O Globo, Ciência, p. 34
21 de Jun de 2013
Obama quer regular emissão de gases de efeito estufa das usinas
Oposição acredita que nova proposta prejudicará economia
O presidente Barack Obama está preparando uma legislação que regula a emissão de gases-estufa pelas usinas. A medida seria um dos passos mais importantes na política climática da Casa Branca e deve enfrentar uma oposição calorosa dos republicanos e do setor industrial. O anúncio foi feito menos de 24 horas depois de a China revelar planos de cortar em 30% suas emissões industriais.
As usinas elétricas são a maior fonte poluidora dos EUA, respondendo por 40% das emissões de gases-estufa. Obama ainda enfrenta restrições a suas investidas contra as mudanças climáticas. Um projeto de lei que determinaria novas metas de emissões está engavetado no Congresso.
Os democratas já aprovaram a restrição de emissões de gases- estufa para usinas em construção.
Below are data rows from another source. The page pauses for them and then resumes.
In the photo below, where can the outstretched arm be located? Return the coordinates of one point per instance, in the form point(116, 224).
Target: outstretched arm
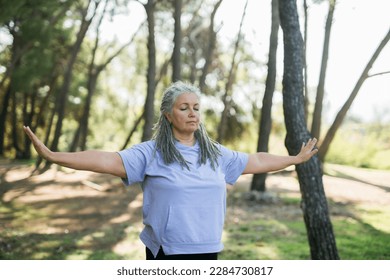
point(96, 161)
point(265, 162)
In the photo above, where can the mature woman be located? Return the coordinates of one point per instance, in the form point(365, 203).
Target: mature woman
point(183, 175)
Mas a extensão dessas imposições a plantas já ativas é uma medida mais cara e complexa, que pode demorar anos para ser efetivamente aplicada.
Segundo Heather Zichal, coordenadora para Energia e Mudanças Climáticas da Casa Branca, Obama deverá anunciar novos projetos ligados ao clima a partir da semana que vem. O plano incluiria medidas de incentivo à energia renovável. Nenhuma proposta, segundo os assessores do presidente, requer aprovação do Congresso ou financiamentos.
"O DESAFIO DE NOSSO TEMPO"
Em um discurso em Berlim, Obama abordou as mudanças climáticas de forma incisiva - um modo como, segundo especialistas, não era adotado desde a última campanha eleitoral. De acordo com o presidente, os EUA e o mundo têm o imperativo moral de tomar "medidas ousadas" para desacelerar o aquecimento global.
- Há uma cruel alternativa que afetaria todas as nações: mais tempestades severas, o avanço da fome, mais enchentes, novas ondas de refugiados, litorais afundados, o aumento do nível dos oceanos - descreveu o presidente. - Este é o desafio global de nosso tempo.
Para os republicanos, Obama se excede ao abordar o tema e, com seus projetos, pode comprometer a economia nacional. Alguns representantes do Partido Democrata também se preocupam com o efeito dos novos planos sobre o emprego e o custo do setor energético no Meio-Oeste dos EUA, baseado em fontes baratas, como o carvão.
O alto escalão do governo, no entanto, enfatizou que o presidente assumiu o risco político e econômico de suas iniciativas.
- Ele fala sério sobre esta prioridade de seu segundo mandato - assegurou Heather, em um fórum em Washington. - O presidente sabe que este tema (o combate às mudanças climáticas) pode ser um legado.
Em uma demonstração do destaque que pretende dar ao clima, Obama aumentou a autoridade da Agência de Proteção Ambiental (EPA), que aplicará o Ato do Ar Limpo - uma legislação que combate a poluição atmosférica - para regular a emissão de gases-estufa das usinas.
- A EPA tem trabalhado intensamente em uma legislação que abordaria especificamente a liberação de gases de efeito estufa do setor do carvão - anunciou Heather.
Uma decisão de 2007 da Suprema Corte deu autoridade à EPA para regular os gases-estufa, o que já é feito com veículos. Especialistas do setor ambiental, porém, assinalam que a regulação das emissões das usinas é crucial para uma política realmente comprometida.
- Nada teria um efeito semelhante - avaliou Daniel Becker, diretor da organização Campanha Climática Segura.